= Monokuro Boo =

San-X characters

Monokuro Boo (モノクロブー) are anime-style characters that were created in 2005 by the Japanese company San-X. The characters are composed of two pigs, one white and one black, with square-shaped bodies, dots for eyes, a snout and a curly tail at the back. They are also occasionally seen with a bee flying around them. The black pig name is Monokuro, while the white pig name is Boo.

Monokuro Boo's tagline is "Simple is Best", and one or both of the pigs can also be seen with speech bubbles that say, "Boo", "Love?", "Enjoy?", or "Happy".

Two Monokuro Boo picture books by Atsuko Hoshino (ホシノアツコ) were published in Japan in 2006 and 2007.

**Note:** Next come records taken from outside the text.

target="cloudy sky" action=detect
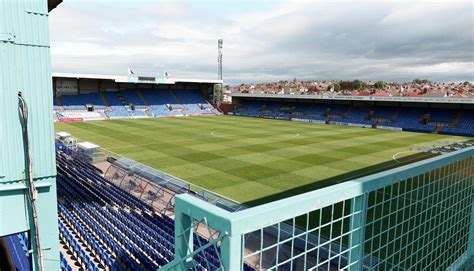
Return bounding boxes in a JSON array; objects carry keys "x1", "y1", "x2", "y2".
[{"x1": 49, "y1": 0, "x2": 474, "y2": 84}]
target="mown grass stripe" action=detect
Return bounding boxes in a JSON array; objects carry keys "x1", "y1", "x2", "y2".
[{"x1": 55, "y1": 115, "x2": 466, "y2": 203}]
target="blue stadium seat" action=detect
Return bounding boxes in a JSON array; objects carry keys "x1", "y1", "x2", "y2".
[
  {"x1": 232, "y1": 100, "x2": 473, "y2": 136},
  {"x1": 60, "y1": 93, "x2": 105, "y2": 110},
  {"x1": 56, "y1": 151, "x2": 257, "y2": 270}
]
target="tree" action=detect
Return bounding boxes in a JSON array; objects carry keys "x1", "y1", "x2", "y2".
[
  {"x1": 279, "y1": 80, "x2": 288, "y2": 86},
  {"x1": 352, "y1": 79, "x2": 367, "y2": 90},
  {"x1": 339, "y1": 81, "x2": 353, "y2": 90},
  {"x1": 374, "y1": 80, "x2": 386, "y2": 89},
  {"x1": 412, "y1": 79, "x2": 431, "y2": 84},
  {"x1": 327, "y1": 84, "x2": 341, "y2": 92},
  {"x1": 293, "y1": 77, "x2": 297, "y2": 83}
]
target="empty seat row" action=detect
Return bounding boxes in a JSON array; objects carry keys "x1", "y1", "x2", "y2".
[
  {"x1": 54, "y1": 89, "x2": 219, "y2": 119},
  {"x1": 56, "y1": 151, "x2": 242, "y2": 270},
  {"x1": 233, "y1": 101, "x2": 472, "y2": 136}
]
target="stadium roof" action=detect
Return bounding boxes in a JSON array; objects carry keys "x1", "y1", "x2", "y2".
[
  {"x1": 52, "y1": 72, "x2": 223, "y2": 85},
  {"x1": 77, "y1": 141, "x2": 100, "y2": 150},
  {"x1": 55, "y1": 132, "x2": 71, "y2": 138},
  {"x1": 230, "y1": 92, "x2": 474, "y2": 104},
  {"x1": 48, "y1": 0, "x2": 62, "y2": 12}
]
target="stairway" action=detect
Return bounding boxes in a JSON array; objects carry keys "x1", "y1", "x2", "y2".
[
  {"x1": 136, "y1": 89, "x2": 149, "y2": 106},
  {"x1": 169, "y1": 90, "x2": 185, "y2": 110},
  {"x1": 342, "y1": 106, "x2": 352, "y2": 118},
  {"x1": 145, "y1": 110, "x2": 154, "y2": 117},
  {"x1": 433, "y1": 125, "x2": 444, "y2": 134},
  {"x1": 450, "y1": 110, "x2": 464, "y2": 127},
  {"x1": 53, "y1": 111, "x2": 59, "y2": 121},
  {"x1": 99, "y1": 93, "x2": 110, "y2": 107},
  {"x1": 207, "y1": 99, "x2": 223, "y2": 114},
  {"x1": 391, "y1": 108, "x2": 400, "y2": 122},
  {"x1": 116, "y1": 91, "x2": 128, "y2": 107},
  {"x1": 55, "y1": 96, "x2": 65, "y2": 111},
  {"x1": 98, "y1": 111, "x2": 108, "y2": 119},
  {"x1": 420, "y1": 113, "x2": 430, "y2": 124},
  {"x1": 56, "y1": 96, "x2": 63, "y2": 106}
]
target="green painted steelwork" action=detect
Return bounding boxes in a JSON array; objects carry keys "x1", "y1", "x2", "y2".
[
  {"x1": 161, "y1": 147, "x2": 473, "y2": 270},
  {"x1": 0, "y1": 0, "x2": 59, "y2": 270}
]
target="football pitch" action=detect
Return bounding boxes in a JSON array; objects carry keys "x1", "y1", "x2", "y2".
[{"x1": 55, "y1": 115, "x2": 466, "y2": 205}]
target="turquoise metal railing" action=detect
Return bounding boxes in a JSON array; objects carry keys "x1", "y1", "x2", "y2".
[{"x1": 161, "y1": 147, "x2": 473, "y2": 270}]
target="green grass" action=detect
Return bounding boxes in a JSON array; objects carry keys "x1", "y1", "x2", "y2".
[{"x1": 54, "y1": 115, "x2": 466, "y2": 204}]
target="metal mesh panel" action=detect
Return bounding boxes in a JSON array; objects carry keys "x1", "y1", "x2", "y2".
[
  {"x1": 162, "y1": 148, "x2": 474, "y2": 271},
  {"x1": 242, "y1": 198, "x2": 360, "y2": 270},
  {"x1": 363, "y1": 157, "x2": 473, "y2": 270},
  {"x1": 240, "y1": 157, "x2": 473, "y2": 271}
]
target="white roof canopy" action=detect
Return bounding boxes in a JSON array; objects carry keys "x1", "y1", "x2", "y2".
[
  {"x1": 53, "y1": 72, "x2": 223, "y2": 85},
  {"x1": 77, "y1": 142, "x2": 100, "y2": 150},
  {"x1": 56, "y1": 132, "x2": 71, "y2": 138}
]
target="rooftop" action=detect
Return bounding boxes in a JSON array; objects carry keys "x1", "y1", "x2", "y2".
[{"x1": 53, "y1": 72, "x2": 223, "y2": 85}]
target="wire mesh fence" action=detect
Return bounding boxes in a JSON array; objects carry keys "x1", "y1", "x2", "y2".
[{"x1": 164, "y1": 147, "x2": 473, "y2": 271}]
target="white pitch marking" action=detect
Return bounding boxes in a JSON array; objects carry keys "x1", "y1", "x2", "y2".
[
  {"x1": 286, "y1": 133, "x2": 300, "y2": 138},
  {"x1": 392, "y1": 150, "x2": 417, "y2": 163},
  {"x1": 210, "y1": 131, "x2": 223, "y2": 137}
]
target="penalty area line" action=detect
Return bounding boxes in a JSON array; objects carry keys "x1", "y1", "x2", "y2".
[{"x1": 392, "y1": 150, "x2": 418, "y2": 163}]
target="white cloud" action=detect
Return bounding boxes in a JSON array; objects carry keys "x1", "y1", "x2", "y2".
[
  {"x1": 399, "y1": 62, "x2": 474, "y2": 74},
  {"x1": 49, "y1": 0, "x2": 474, "y2": 84}
]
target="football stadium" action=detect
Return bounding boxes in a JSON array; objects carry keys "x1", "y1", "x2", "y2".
[{"x1": 1, "y1": 1, "x2": 473, "y2": 271}]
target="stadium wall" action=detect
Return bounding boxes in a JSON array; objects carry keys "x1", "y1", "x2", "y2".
[
  {"x1": 218, "y1": 103, "x2": 235, "y2": 113},
  {"x1": 0, "y1": 0, "x2": 59, "y2": 270},
  {"x1": 162, "y1": 147, "x2": 474, "y2": 270}
]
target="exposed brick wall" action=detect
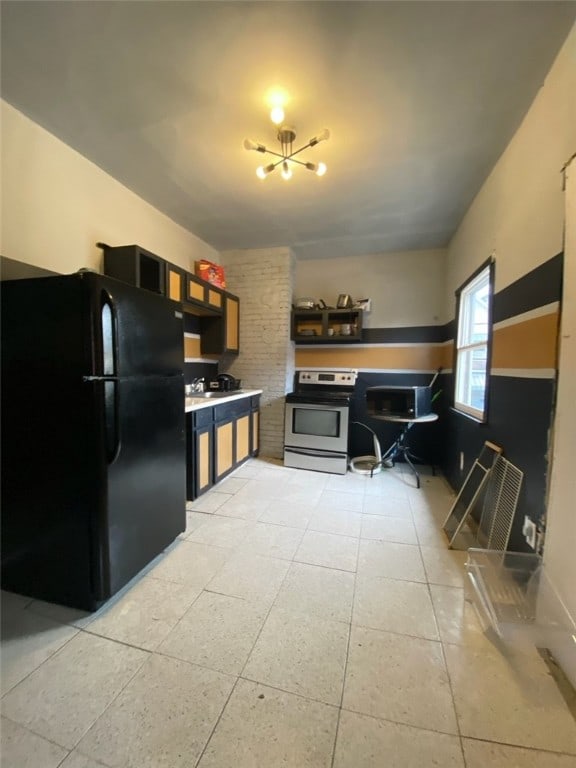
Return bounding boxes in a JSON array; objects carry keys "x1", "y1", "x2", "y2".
[{"x1": 220, "y1": 247, "x2": 295, "y2": 458}]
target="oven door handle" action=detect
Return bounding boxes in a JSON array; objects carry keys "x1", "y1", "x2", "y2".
[
  {"x1": 286, "y1": 399, "x2": 349, "y2": 408},
  {"x1": 284, "y1": 447, "x2": 346, "y2": 459}
]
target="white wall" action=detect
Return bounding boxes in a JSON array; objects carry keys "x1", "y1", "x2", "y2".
[
  {"x1": 444, "y1": 23, "x2": 576, "y2": 681},
  {"x1": 220, "y1": 247, "x2": 295, "y2": 459},
  {"x1": 296, "y1": 249, "x2": 447, "y2": 327},
  {"x1": 543, "y1": 159, "x2": 576, "y2": 686},
  {"x1": 1, "y1": 101, "x2": 220, "y2": 274},
  {"x1": 445, "y1": 23, "x2": 576, "y2": 303}
]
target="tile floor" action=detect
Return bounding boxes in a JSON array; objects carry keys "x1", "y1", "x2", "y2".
[{"x1": 2, "y1": 457, "x2": 576, "y2": 767}]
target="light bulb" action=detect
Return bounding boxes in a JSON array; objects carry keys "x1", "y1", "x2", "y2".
[
  {"x1": 281, "y1": 161, "x2": 292, "y2": 180},
  {"x1": 256, "y1": 163, "x2": 276, "y2": 179},
  {"x1": 244, "y1": 138, "x2": 266, "y2": 152},
  {"x1": 270, "y1": 106, "x2": 285, "y2": 125},
  {"x1": 309, "y1": 128, "x2": 330, "y2": 146},
  {"x1": 316, "y1": 162, "x2": 327, "y2": 177}
]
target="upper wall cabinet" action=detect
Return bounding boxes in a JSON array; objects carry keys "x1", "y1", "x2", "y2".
[
  {"x1": 101, "y1": 243, "x2": 239, "y2": 354},
  {"x1": 101, "y1": 244, "x2": 165, "y2": 296},
  {"x1": 201, "y1": 293, "x2": 239, "y2": 355},
  {"x1": 185, "y1": 273, "x2": 224, "y2": 316}
]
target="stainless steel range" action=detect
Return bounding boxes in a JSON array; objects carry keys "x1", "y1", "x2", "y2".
[{"x1": 284, "y1": 370, "x2": 357, "y2": 475}]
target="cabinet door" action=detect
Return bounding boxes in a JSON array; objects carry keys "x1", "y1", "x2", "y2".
[
  {"x1": 186, "y1": 274, "x2": 207, "y2": 305},
  {"x1": 195, "y1": 425, "x2": 214, "y2": 497},
  {"x1": 215, "y1": 419, "x2": 234, "y2": 481},
  {"x1": 250, "y1": 408, "x2": 260, "y2": 456},
  {"x1": 207, "y1": 287, "x2": 223, "y2": 311},
  {"x1": 225, "y1": 295, "x2": 239, "y2": 353},
  {"x1": 166, "y1": 264, "x2": 185, "y2": 303},
  {"x1": 235, "y1": 414, "x2": 250, "y2": 464}
]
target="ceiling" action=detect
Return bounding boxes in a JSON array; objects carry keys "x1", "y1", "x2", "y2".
[{"x1": 2, "y1": 2, "x2": 575, "y2": 260}]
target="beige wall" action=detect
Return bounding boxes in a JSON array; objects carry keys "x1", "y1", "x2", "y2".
[
  {"x1": 296, "y1": 248, "x2": 447, "y2": 327},
  {"x1": 1, "y1": 101, "x2": 220, "y2": 275},
  {"x1": 445, "y1": 23, "x2": 576, "y2": 304}
]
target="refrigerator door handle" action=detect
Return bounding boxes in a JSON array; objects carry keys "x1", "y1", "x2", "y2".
[
  {"x1": 101, "y1": 292, "x2": 121, "y2": 464},
  {"x1": 83, "y1": 375, "x2": 120, "y2": 382}
]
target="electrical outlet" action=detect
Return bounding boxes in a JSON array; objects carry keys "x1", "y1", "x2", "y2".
[
  {"x1": 459, "y1": 451, "x2": 464, "y2": 472},
  {"x1": 522, "y1": 516, "x2": 537, "y2": 549}
]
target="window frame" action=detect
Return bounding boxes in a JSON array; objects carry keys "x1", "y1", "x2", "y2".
[{"x1": 453, "y1": 258, "x2": 494, "y2": 422}]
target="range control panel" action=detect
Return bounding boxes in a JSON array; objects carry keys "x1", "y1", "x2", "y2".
[{"x1": 297, "y1": 370, "x2": 358, "y2": 388}]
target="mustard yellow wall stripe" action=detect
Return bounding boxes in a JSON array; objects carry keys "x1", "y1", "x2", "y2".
[
  {"x1": 492, "y1": 311, "x2": 559, "y2": 370},
  {"x1": 295, "y1": 345, "x2": 445, "y2": 371}
]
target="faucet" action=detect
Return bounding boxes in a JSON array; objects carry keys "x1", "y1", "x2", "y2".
[{"x1": 191, "y1": 376, "x2": 206, "y2": 393}]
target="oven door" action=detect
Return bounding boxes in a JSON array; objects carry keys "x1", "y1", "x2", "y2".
[{"x1": 284, "y1": 401, "x2": 349, "y2": 454}]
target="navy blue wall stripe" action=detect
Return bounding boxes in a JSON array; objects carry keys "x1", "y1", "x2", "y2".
[{"x1": 492, "y1": 252, "x2": 563, "y2": 324}]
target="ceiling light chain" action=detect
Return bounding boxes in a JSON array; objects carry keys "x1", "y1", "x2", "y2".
[{"x1": 244, "y1": 112, "x2": 329, "y2": 180}]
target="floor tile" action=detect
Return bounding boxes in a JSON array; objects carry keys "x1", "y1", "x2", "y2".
[
  {"x1": 243, "y1": 606, "x2": 349, "y2": 706},
  {"x1": 148, "y1": 540, "x2": 230, "y2": 587},
  {"x1": 216, "y1": 494, "x2": 271, "y2": 521},
  {"x1": 364, "y1": 471, "x2": 409, "y2": 498},
  {"x1": 213, "y1": 477, "x2": 249, "y2": 494},
  {"x1": 1, "y1": 632, "x2": 148, "y2": 749},
  {"x1": 1, "y1": 604, "x2": 79, "y2": 695},
  {"x1": 182, "y1": 510, "x2": 212, "y2": 535},
  {"x1": 333, "y1": 710, "x2": 464, "y2": 768},
  {"x1": 295, "y1": 530, "x2": 358, "y2": 572},
  {"x1": 0, "y1": 716, "x2": 69, "y2": 768},
  {"x1": 59, "y1": 753, "x2": 112, "y2": 768},
  {"x1": 258, "y1": 499, "x2": 315, "y2": 528},
  {"x1": 274, "y1": 562, "x2": 355, "y2": 623},
  {"x1": 429, "y1": 585, "x2": 493, "y2": 648},
  {"x1": 158, "y1": 591, "x2": 268, "y2": 675},
  {"x1": 462, "y1": 738, "x2": 576, "y2": 767},
  {"x1": 343, "y1": 626, "x2": 458, "y2": 734},
  {"x1": 420, "y1": 547, "x2": 468, "y2": 587},
  {"x1": 235, "y1": 522, "x2": 304, "y2": 559},
  {"x1": 445, "y1": 643, "x2": 576, "y2": 753},
  {"x1": 353, "y1": 576, "x2": 438, "y2": 640},
  {"x1": 186, "y1": 514, "x2": 254, "y2": 547},
  {"x1": 316, "y1": 490, "x2": 364, "y2": 512},
  {"x1": 360, "y1": 514, "x2": 418, "y2": 544},
  {"x1": 188, "y1": 491, "x2": 232, "y2": 513},
  {"x1": 77, "y1": 654, "x2": 234, "y2": 768},
  {"x1": 413, "y1": 517, "x2": 451, "y2": 548},
  {"x1": 362, "y1": 495, "x2": 413, "y2": 518},
  {"x1": 206, "y1": 552, "x2": 290, "y2": 604},
  {"x1": 197, "y1": 679, "x2": 339, "y2": 768},
  {"x1": 357, "y1": 540, "x2": 425, "y2": 582},
  {"x1": 1, "y1": 590, "x2": 32, "y2": 610},
  {"x1": 85, "y1": 576, "x2": 201, "y2": 651},
  {"x1": 308, "y1": 508, "x2": 363, "y2": 537},
  {"x1": 325, "y1": 473, "x2": 367, "y2": 493}
]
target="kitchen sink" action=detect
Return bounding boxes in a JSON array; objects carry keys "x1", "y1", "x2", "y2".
[{"x1": 187, "y1": 390, "x2": 246, "y2": 399}]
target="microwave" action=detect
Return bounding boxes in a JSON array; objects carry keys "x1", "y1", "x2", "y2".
[{"x1": 366, "y1": 385, "x2": 431, "y2": 419}]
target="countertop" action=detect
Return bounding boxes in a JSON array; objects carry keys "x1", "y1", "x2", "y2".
[{"x1": 185, "y1": 389, "x2": 262, "y2": 413}]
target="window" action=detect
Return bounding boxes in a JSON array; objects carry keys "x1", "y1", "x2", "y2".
[{"x1": 454, "y1": 262, "x2": 493, "y2": 420}]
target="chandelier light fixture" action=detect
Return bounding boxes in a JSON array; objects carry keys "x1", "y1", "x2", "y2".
[{"x1": 244, "y1": 107, "x2": 330, "y2": 180}]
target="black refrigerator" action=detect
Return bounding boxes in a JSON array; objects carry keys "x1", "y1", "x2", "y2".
[{"x1": 1, "y1": 271, "x2": 186, "y2": 610}]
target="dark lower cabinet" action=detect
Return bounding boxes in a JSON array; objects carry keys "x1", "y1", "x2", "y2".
[{"x1": 186, "y1": 395, "x2": 260, "y2": 500}]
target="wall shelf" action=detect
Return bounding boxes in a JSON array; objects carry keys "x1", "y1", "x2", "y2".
[{"x1": 291, "y1": 308, "x2": 363, "y2": 343}]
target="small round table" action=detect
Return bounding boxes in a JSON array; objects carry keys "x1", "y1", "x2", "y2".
[{"x1": 370, "y1": 412, "x2": 439, "y2": 488}]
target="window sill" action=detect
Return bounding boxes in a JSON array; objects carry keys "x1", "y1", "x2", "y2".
[{"x1": 449, "y1": 406, "x2": 487, "y2": 425}]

A Nintendo DS game was released in 2009.

== Character Concept and Name ==
The original character name was "Monotone," with "mono" coming from "monochrome" and "ton," a word for pig. The designer deliberately bucked the then-current trend for colorful goods for a monotone palette, hoping to create a fun style.

In line with the character's concept, the name "Monokuro Boo" is also a derivation of the words "Monokuro" ("Monochrome") and "Boo" (the Japanese onomatopoeic equivalent for "oink").

== Baby Boo ==
San-X has also created a spin-off line of products which features smaller, pastel or candy-colored pigs known as Baby Boo (ベビーブー). Baby Boo consists of seven pigs who are named and colored as follows:

- Berry – pastel red
- Peach – pastel pink
- Orange – pastel orange
- Lemon – pastel yellow
- Mint – pastel green
- Soda – pastel blue
- Grape – pastel purple/lavender

Baby Boo's tagline is "Are you happy?" ("anata wa shiawase?") and "So Happy With You*" ("anata to iru to tottemo tanoshī*"). As with Monokuro Boo, a bee-like insect is also seen hovering near the Baby Boo, except the bee is made to look like a strawberry (or ladybug). Some of the Baby Boos also say, "Poo".